New AMACOM Book Chronicles the Story of One Community’s 18-Year Struggle with Big Government and Big Business

NEW YORK, NY, November 2, 2007 –/WORLD-WIRE/ AMACOM, a division of the American Management Association, has released a new book, NUCLEAR NEBRASKA: The Remarkable Story of the Little County That Couldn’t Be Bought, that chronicles the struggle between the residents of Boyd County, Nebraska and five states and two multinational corporations over a “low level” nuclear waste dump. Author Susan Cragin was a story editor for a documentary film company when she was asked to write the book by Dr. Gregory Hayden, a former representative of the committee charged with siting the dump and a vocal critic of the project.

In 1989, the states in the Central Compact, US Ecology, and Bechtel International schemed to locate a dump in tiny, isolated, Boyd County by offering $3 million a year for 40 years. This seemingly idyllic county was also poor, so the town of Butte agreed to host the site, anticipating jobs that would be an economic benefit to a community where families often struggle to make a livelihood from farming alone.

The developers selected an abandoned farm, believing that there’d be no opposition to their plans to transform farmland into a nuclear waste dump site. They couldn’t have been more wrong. The residents of this largely uneducated farming community chose to fight back, resisting the government’s attempt to buy off a small, seemingly forgotten town and igniting a political powder keg that rocked the state of Nebraska for almost two decades.

Another important consideration in the struggle was the dump’s proximity to the Ogallala aquifer, which covers portions of eight states and is the primary water source for “America’s breadbasket.” Contaminating this vast source of water would have been catastrophic.

From their initial revolt to their hard-won victory, this powerful tale traces the community’s transformation from a small group of isolated farmers to a defiant band of environmentalists. The farmers had to train themselves to be environmental experts and provide the kind of evidence that would trump that of the US Ecology’s team of highly-skilled engineers. The farmers triumphed, and the license to build was denied after a long, drawn-out battle.

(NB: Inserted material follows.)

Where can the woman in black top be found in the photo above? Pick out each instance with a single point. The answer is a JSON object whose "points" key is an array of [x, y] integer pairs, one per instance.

A cast of many characters played a key part in the long fight, but chief among them: Phyllis Weakly, the chain-smoking “Momma Nuke” who put in 16-hour days in front of her computer–which only had access to a slow dial-up modem–searching for technical information to refute Bechtel’s highly-paid engineers; Paulette Blair, the fourth-grade teacher whose caricatures decorated demonstrators signs and t-shirts (most notably with then Governor Kay “Pinocchiorr” Orr), and Lowell Fisher, a local rancher, who went on a hunger strike to protest the dump.

Through the incredible stories of these seemingly ordinary but courageous people who were deceived by their own government, we begin to understand how one small group of forgotten Americans found the inner resources to stop a site they knew would cost them both their livelihoods and their health. At once harrowing and inspiring, NUCLEAR NEBRASKA is an unforgettable tribute to the power of the ordinary citizen.